Rt Rev Nick Baines was speaking during a House of Lords debate on the Economic Crime and Transparency Bill. The Bill has been rushed through the House of Commons in response to the war in Ukraine and aims to make it difficult for people to hide their wealth in the UK, especially from overseas, including criminals and people wanting to hide illicitly acquired money.
Bishop Nick said while he welcomes the Bill, action should be taken as a "moral obligation" rather than because it is tactical:
"Culture is not cleaned up by one act or one reaction to a particular stimulus, albeit a serious one such as the invasion of Ukraine. Some months ago, the Foreign Secretary threatened that sanctions would be introduced if Vladimir Putin invaded Ukraine. At the time, I thought that we should not be threatening that as a reaction to something else that happens. This stuff is immoral. The money that is sweeping through the sewers of London needs to be cleared up for its own sake, not simply as a bargaining chip in relation to Ukraine. If we are going to get rid of dirty money, we ought to do so because it is a moral obligation, not because it is a tactic.
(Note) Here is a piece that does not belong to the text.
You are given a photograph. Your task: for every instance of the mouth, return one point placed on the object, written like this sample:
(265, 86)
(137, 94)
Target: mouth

"If money is dirty and people are - we keep hearing the word, corrupt -, is it that the money is indeed dirty and these people are indeed corrupt or is it just that the game has changed, so it is now convenient for us to label them in that way? They were not corrupt six months ago, a year ago or five years ago, that was just the reality of the world in which we lived. If it is just the game that changes, and therefore we react to that, I think we have an ongoing ethical, cultural problem. We are tactical, and that is all. If we are going to change the culture, we have to be led by conviction rooted in values, not simply the pragmatics of the particularity of the case we are dealing with."